Oleh : H. Sugandi Miharja, Ph.D
Agama Islam hadir sebagai rahmat bagi seluruh alam (rahmatan lil ‘ālamīn), membawa petunjuk dan nilai-nilai ketauhidan yang universal dan abadi. Namun demikian, kehidupan manusia senantiasa mengalami perubahan. Globalisasi, modernisasi, dan revolusi teknologi digital menjadi bagian dari dinamika sosial yang tak terelakkan.
Perubahan sosial tersebut berdampak langsung terhadap praktik keagamaan umat Islam, baik dalam aspek pemahaman, penyampaian, maupun pengamalannya. Maka muncullah sebuah keniscayaan: transformasi agama, bukan dalam aspek substansi ajaran, melainkan dalam bentuk ekspresi, media, serta pola keberagamaan umat.
Transformasi dalam Islam
Islam sebagai dīn yang syāmil dan kāmil, memiliki fleksibilitas dalam menghadapi zaman. Ulama terdahulu menyebutkan prinsip ṣāliḥ li kulli zamān wa makān (relevan sepanjang masa dan tempat). Artinya, meski teks syar'i tetap, pendekatan dan metodologi penyampaiannya dapat berubah mengikuti perubahan sosial.
Perubahan Sosial dan Tantangannya
Perubahan sosial adalah pergeseran dalam tatanan sosial, nilai, norma, dan pola interaksi masyarakat. Faktor pemicu perubahan antara lain globalisasi, modernisasi dan digitalisasi. Globalisasi, arus informasi lintas negara yang mempengaruhi budaya dan pola pikir umat. Modernisasi, perubahan menuju sistem rasional, efisien, dan ilmiah. Digitalisasi, revolusi teknologi informasi yang mengubah komunikasi dan gaya hidup.
Dalam Islamic Functionalism, agama sebagai perekat sosial dan pengatur akhlak publik. Teori Sekularisasi dan Post-Sekularisasi menunjukkan bahwa agama tidak mati dalam modernitas, tetapi bertransformasi.

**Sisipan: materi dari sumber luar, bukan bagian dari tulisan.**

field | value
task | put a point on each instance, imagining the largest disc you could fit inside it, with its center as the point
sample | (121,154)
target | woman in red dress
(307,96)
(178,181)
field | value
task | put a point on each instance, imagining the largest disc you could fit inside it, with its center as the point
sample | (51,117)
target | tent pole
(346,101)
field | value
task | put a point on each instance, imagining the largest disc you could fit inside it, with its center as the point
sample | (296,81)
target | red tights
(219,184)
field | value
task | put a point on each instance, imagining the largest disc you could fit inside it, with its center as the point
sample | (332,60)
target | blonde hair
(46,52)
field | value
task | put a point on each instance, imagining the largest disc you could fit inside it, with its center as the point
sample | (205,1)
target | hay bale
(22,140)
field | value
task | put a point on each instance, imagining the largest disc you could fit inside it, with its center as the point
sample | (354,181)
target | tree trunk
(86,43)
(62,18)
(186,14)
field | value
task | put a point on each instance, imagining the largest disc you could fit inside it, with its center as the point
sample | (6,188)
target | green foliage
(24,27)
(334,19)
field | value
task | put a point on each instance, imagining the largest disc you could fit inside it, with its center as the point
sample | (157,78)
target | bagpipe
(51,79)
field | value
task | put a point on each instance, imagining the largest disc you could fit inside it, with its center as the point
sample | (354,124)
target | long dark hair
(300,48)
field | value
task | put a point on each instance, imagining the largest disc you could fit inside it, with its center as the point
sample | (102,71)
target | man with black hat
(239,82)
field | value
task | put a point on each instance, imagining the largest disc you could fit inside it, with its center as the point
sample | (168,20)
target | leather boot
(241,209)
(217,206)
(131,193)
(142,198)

Globalisasi dan Wacana Keberagamaan
Globalisasi memungkinkan interaksi lintas budaya dan lintas madzhab. Umat Islam di satu negara dapat mengakses fatwa dan pemikiran ulama di belahan dunia lain secara instan. Hal ini menimbulkan dua sisi positif dengan memperluas wawasan keberagamaan dan memperkuat ukhuwah Islamiyah global. Namun ada Negatifnya berupa potensi konflik pemahaman, ekstremisme daring, dan kebingungan umat awam.
Modernisasi dan Rasionalisasi Keagamaan
Modernitas membawa pola pikir logis dan efisien. Islam menjawabnya dengan pendekatan maqāṣid al-syarī‘ah (tujuan-tujuan syariat) yang menekankan kemaslahatan (al-maṣlaḥah). Maka lahir ijtihad-ijtihad kontemporer, seperti Fikih bisnis digital dan kripto, etika medis dan teknologi AI, pendidikan Islam berbasis kurikulum adaptif.
Teknologi Digital dan Dakwah Islam
Transformasi paling nyata terlihat dalam media dakwah dan ibadah digital dalam Majelis taklim via Zoom. Bertebaran Dakwah YouTube, podcast Islami, dan konten TikTok syar‘i. Digunakan secara luas aplikasi Al-Qur’an, jadwal salat, dan layanan konsultasi fikih daring.
Rasulullah ﷺ bersabda:
بَلِّغُوا عَنِّي وَلَوْ آيَةً
“Sampaikan dariku walau satu ayat” (HR. Bukhari). Ini menjadi dasar bahwa setiap media, termasuk digital, bisa menjadi jalan dakwah.
Respons Ulama dan Lembaga Keislaman
Lembaga Islam merespon perubahan ini dengan berbagai langkah progresif, seperti adanya tim fatwa kontemporer untuk isu digital dan global. Adanya fasilitasi pendidikan daring (e-learning madrasah dan pesantren). Terbangun komunitas dakwah virtual untuk remaja dan milenial.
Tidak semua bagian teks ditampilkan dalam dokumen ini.